Posted at 12:04 p.m., Thursday, August 28, 2003

Last-hour buying surge energizes Wall Street

Hawai'i Stocks
Updated Market Chart

By Amy Baldwin
Associated Press

NEW YORK — Wall Street plodded through another quiet preholiday session today, finishing with moderate gains after a last-hour surge of buying.

Despite two upbeat economic reports, prices fluctuated in a narrow range for most of the session. Analysts attributed the market’s tentativeness to concerns that an improving business climate already has been factored into Wall Street’s higher prices.

"The market is the greatest forecasting tool out there.

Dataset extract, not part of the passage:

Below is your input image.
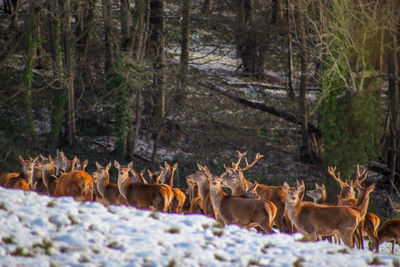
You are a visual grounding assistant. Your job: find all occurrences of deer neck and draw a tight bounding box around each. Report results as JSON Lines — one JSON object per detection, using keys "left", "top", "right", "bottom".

Stocks have been forecasting these (economic) results," said Gary Kaltbaum, market technician for Investors’ Edge Partner, a money management firm in Orlando, Fla.

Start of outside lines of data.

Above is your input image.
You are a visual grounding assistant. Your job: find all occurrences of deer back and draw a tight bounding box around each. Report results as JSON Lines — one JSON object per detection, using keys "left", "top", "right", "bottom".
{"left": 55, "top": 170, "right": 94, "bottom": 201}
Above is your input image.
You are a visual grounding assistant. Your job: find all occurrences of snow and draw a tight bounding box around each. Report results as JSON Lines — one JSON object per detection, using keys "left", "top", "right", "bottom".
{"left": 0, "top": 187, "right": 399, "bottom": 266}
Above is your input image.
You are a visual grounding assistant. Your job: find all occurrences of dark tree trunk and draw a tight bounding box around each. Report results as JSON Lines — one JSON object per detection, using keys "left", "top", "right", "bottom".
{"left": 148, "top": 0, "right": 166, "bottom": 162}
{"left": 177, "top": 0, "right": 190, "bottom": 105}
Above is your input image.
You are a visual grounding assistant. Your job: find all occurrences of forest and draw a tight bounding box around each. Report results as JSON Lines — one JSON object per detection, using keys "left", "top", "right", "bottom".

Trading was again affected by low volume, the result of many traders and investors being away on vacation.

"This week (before Labor Day) usually is just dismally slow. Trying to make something exciting about this week is tough," said Thomas F. Lydon Jr., president of Global Trends Investments in Newport Beach, Calif.

The day’s biggest winner was the Nasdaq composite index, which closed up 18.05, or 1 percent, at 1,800.18, according to preliminary calculations.

The Dow Jones industrial average advanced 40.42, or 0.4 percent, at 9,374.21. The Standard & Poor’s 500 index rose 6.05, or 0.6 percent, to 1,002.84.

Despite a slow week and erratic trading, today’s gains were the third in a row for the Nasdaq and S&P, something that analysts found encouraging — especially where the Nasdaq is concerned. Analysts said the market could have greater momentum when traders return from vacation.

"The Nasdaq keeps prodding along, and that is one thing that is going to be on the radar screens of most investors. As they come back from a long weekend and get re-engaged with their portfolios, they will realize the Nasdaq is at 16-month highs," Lydon said.

The Nasdaq has trended higher, while the Dow has lagged by comparison as investors move assets out of safer havens into riskier, growth-oriented sectors.

The Commerce Department reported that the U.S. economy grew at a 3.1 percent annual rate in the second quarter, stronger than previous estimates. The revised reading on gross domestic product showed the economy picking up at faster than the 2.4 percent growth rate the department projected a month ago.

The reading also was stronger than the 2.9 percent growth rate economists were expecting, and marked the economy’s best performance since the third quarter of 2002.

In a second report, the Labor Department said new claims for jobless benefits rose by a seasonally adjusted 3,000, to 394,000 last week. The fact that claims remained below 400,000, a level associated with a weak job market, offered hope that the pace of layoffs is stabilizing.

Investors weren’t that enthused about the data, however, having grown used to receiving one encouraging economic report after another. Analysts say it’s going to take even stronger numbers to keep investors buying stocks.

Better-than-expected earnings and brokerage house upgrades contributed to the day’s gains.

Dollar General rose $1.73 to $22.65 after reporting second-quarter earnings that beat analysts’ expectations by 4 cents a share. Kirkland’s climbed $1.10 to $18.25 after US Bancorp Piper Jaffray raised its rating on the home decor retailer to "strong buy" from "outperform."